Methods: Twenty-eight patients (21 females, seven males; mean age 54.1+/-11.7 years; mean body surface area (BSA) 1.39+/-0.07 m2) who underwent AVR with a 19 mm mechanical valve more than 10 years previously at the authors' institute, were followed up. Long-term echocardiographic evaluations were performed in 18 of 21 survivors.
Results: Follow up in the 28 patients was complete for up to 19.2 years (mean 11.4 years); cumulative follow up was 318.1 patient-years. Actuarial survival rates at 5, 10 and 15 years were 88.5+/-6.3%, 72.0+/-9.0% and 72.0+/-9.0%, respectively.

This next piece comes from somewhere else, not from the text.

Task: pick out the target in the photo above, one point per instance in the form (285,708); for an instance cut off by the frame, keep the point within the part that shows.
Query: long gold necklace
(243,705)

In general, NYHA class showed satisfactory improvement. Long-term echocardiography showed significant reductions in left ventricular (LV) wall thickness and mass index compared with preoperative values, despite the existence of pressure gradients. A negative correlation was found between the rate of reduction of LV wall thickness and BSA.
Conclusion: Implantation of the 19 mm aortic mechanical prosthesis was viable in patients with a small aortic annulus, especially if their BSA was <1.45 m2.